Issue "zero" is whether your MC is able to correctly represent the dynamics you've chosen for your assets. If you implement your MC properly, by construction it should converge in distribution to the postulated dynamics. No bias there. Variance yes potentially, because of discretisation, but no systematic bias.

Issue one is whether your postulated asset dynamics make sense for the problem at hand. If you're pricing barrier options then at a minimum you should make sure your asset dynamics include skew, and perhaps stochastic volatility. Then you will need to come up with a reasonable codependence structure between the assets (likely a copula in this case, perhaps something else).

Issue two, once the dynamics are sorted, is whether your MC engine is able to correctly price your payoff in a theoretical sense. Now, if your barrier is purely European, then you only need distribution at maturity and you should be all set (remember you will still have variance but should have no systematic bias). If your barrier is continuous, then you're essentially screwed (from a theoretical perspective) because no matter what you do, you will only be able to represent discrete versions of your basket process -possibly augmented with Brownian bridge or other relevant technical device- but not an exact continuous process, only some approximation.

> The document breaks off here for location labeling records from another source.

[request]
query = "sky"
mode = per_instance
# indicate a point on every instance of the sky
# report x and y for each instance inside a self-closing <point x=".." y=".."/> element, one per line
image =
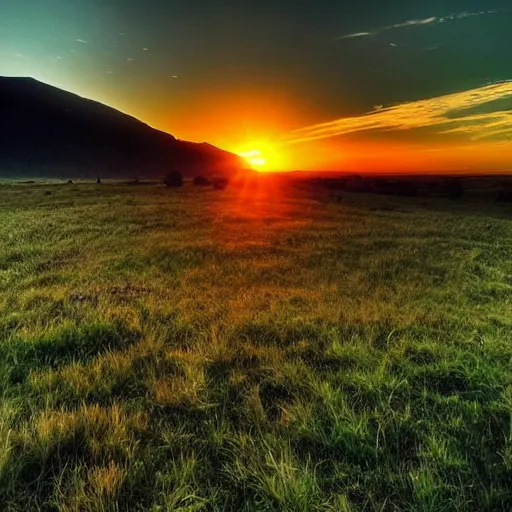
<point x="372" y="85"/>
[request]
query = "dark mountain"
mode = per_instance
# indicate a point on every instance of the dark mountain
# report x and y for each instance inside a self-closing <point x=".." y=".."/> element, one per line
<point x="45" y="131"/>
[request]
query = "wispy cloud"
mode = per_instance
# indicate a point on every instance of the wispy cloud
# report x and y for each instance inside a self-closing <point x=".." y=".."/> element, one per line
<point x="411" y="23"/>
<point x="357" y="34"/>
<point x="420" y="22"/>
<point x="452" y="113"/>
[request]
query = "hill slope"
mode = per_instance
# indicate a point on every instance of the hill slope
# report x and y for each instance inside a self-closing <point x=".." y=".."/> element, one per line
<point x="47" y="131"/>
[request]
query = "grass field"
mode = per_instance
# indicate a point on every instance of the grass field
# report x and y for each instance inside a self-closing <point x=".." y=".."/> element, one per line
<point x="186" y="350"/>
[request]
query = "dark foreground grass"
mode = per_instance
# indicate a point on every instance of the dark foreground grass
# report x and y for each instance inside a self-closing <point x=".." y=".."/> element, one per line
<point x="185" y="350"/>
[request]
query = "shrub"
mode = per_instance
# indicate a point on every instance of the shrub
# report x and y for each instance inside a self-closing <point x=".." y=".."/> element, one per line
<point x="174" y="179"/>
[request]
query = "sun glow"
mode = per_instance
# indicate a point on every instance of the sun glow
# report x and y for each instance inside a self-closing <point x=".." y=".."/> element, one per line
<point x="254" y="157"/>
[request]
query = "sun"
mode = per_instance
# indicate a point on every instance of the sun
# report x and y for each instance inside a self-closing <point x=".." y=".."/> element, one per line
<point x="255" y="158"/>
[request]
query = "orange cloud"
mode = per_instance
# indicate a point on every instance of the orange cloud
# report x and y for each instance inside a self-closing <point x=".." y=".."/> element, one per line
<point x="445" y="112"/>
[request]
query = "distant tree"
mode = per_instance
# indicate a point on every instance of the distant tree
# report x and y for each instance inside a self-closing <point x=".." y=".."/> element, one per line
<point x="174" y="179"/>
<point x="455" y="189"/>
<point x="220" y="183"/>
<point x="201" y="181"/>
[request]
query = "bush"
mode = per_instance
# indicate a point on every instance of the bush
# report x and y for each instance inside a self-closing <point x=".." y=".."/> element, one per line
<point x="201" y="181"/>
<point x="174" y="179"/>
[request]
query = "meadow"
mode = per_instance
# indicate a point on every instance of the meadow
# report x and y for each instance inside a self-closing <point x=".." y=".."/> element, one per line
<point x="268" y="349"/>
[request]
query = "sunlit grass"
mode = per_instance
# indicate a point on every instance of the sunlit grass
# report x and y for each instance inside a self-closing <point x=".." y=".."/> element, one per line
<point x="252" y="349"/>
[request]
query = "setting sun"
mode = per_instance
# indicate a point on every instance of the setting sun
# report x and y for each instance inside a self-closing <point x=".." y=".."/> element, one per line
<point x="264" y="159"/>
<point x="254" y="157"/>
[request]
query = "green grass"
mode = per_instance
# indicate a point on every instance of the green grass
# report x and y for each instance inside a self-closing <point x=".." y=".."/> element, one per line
<point x="186" y="350"/>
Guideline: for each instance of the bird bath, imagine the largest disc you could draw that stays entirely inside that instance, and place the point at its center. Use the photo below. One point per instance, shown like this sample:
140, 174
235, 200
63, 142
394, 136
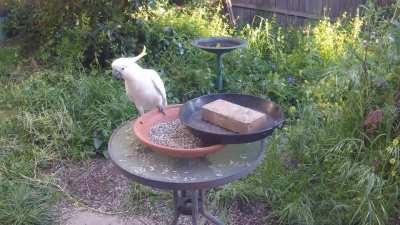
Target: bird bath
143, 124
219, 46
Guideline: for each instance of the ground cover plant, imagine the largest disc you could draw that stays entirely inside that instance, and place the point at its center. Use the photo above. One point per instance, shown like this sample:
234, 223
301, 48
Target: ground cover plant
336, 161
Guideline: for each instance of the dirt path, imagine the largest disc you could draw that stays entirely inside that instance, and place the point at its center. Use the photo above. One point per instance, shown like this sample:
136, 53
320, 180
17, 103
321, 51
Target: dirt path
100, 186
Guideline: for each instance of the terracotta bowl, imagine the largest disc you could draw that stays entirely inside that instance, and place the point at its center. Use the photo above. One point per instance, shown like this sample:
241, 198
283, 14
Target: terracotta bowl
143, 124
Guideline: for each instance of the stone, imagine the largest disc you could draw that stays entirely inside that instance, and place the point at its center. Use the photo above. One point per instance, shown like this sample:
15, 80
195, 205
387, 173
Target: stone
233, 117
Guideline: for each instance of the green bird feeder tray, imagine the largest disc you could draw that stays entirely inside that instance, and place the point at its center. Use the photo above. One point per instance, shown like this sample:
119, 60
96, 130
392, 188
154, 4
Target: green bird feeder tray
219, 46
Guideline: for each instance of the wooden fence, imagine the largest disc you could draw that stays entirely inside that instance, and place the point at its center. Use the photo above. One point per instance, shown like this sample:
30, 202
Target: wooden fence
294, 12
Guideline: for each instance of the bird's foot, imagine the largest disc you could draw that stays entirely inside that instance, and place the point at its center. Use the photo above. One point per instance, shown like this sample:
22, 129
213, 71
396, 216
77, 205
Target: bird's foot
161, 109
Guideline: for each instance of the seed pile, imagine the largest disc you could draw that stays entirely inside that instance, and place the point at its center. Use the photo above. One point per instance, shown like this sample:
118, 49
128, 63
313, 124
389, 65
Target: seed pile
174, 134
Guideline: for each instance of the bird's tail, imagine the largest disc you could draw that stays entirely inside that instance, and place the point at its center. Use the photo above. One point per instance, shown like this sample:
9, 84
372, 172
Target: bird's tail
141, 55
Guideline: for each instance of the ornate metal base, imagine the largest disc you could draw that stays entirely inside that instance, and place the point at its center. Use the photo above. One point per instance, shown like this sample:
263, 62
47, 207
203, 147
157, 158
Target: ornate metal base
192, 203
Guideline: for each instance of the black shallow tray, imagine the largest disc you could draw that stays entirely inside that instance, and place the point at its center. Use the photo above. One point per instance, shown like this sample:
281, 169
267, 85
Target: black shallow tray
190, 115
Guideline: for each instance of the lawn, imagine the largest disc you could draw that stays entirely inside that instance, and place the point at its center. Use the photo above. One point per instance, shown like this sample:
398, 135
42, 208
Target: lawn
334, 162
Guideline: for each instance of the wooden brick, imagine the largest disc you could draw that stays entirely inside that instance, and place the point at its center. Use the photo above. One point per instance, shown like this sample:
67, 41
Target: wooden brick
233, 117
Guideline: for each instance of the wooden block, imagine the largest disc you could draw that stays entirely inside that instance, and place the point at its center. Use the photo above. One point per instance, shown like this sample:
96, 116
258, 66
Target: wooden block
233, 117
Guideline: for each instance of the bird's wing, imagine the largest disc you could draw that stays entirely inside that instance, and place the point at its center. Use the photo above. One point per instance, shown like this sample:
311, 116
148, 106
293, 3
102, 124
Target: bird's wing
158, 85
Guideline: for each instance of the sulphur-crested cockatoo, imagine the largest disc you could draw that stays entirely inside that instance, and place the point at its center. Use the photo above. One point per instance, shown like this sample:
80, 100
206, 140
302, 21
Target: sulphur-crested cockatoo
144, 87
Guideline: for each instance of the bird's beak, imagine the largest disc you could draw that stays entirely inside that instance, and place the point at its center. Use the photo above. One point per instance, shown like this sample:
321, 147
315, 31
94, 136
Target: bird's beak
117, 74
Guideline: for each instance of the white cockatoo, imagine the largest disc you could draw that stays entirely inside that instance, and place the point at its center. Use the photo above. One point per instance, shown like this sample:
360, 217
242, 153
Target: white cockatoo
144, 87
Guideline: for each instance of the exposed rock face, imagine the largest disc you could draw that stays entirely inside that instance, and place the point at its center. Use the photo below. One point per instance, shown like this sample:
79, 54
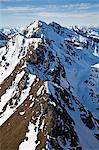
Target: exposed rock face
49, 89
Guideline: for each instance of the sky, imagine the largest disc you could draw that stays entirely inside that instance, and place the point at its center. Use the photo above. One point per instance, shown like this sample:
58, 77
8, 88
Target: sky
17, 13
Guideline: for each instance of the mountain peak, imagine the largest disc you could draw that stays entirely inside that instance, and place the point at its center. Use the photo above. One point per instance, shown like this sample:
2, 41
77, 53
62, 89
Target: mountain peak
49, 91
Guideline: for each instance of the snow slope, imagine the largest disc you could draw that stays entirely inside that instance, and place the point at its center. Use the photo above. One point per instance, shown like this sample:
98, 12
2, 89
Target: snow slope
56, 70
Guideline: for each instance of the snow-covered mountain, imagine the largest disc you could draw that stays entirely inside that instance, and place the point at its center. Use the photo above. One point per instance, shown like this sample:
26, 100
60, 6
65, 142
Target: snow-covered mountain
49, 88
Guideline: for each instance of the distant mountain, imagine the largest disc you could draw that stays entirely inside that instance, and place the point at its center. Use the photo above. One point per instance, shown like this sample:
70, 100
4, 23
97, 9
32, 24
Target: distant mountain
49, 88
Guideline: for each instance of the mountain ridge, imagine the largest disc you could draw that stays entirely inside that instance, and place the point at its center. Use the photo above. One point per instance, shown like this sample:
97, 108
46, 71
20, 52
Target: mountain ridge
49, 81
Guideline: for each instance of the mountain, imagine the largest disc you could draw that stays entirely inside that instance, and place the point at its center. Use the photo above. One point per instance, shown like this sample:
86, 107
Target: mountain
49, 88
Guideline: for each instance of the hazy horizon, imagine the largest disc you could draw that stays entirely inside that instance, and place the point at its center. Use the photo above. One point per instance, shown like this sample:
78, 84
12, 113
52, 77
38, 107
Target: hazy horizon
16, 13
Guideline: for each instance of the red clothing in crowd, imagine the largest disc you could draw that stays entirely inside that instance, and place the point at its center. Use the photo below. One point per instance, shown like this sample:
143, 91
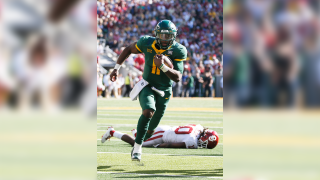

Issue three is accounting for practical trading and hedging considerations. In reality the dynamics you've chosen and the assumptions underpinning the model will never be "reality". Asset prices jump around, liquidity is not infinite, markets do not open continuously and so on. There is definitely bias there, but it's not MC specific. In barrier options, payoff discontinuities around the barrier make hedging tricky and prices reflect dealers' "adjustments" for that.

Actual option prices reflect these possible sources of bias, and no matter how sophisticated your model is, if you don't calibrate it to actual prices of something "relevant to" the actual instrument you are trading i.e. that you will use to hedge and that is demonstrably effective as a hedge, you may end up in trouble. This is why calibration is very important: because it tells you what to add or subtract from your model price to account for bias. You need to calibrate your model (ideally using your MC engine rather than another model implementing your dynamics, say PDE) to market observables relevant to the task at hand. For example vanilla option prices of various maturities and strikes on each asset, ideally other barrier prices if available (probably not).

If you don't have anything to calibrate to, no plausible hedge instruments, then the best tool at your disposal is that old friend the fat margin.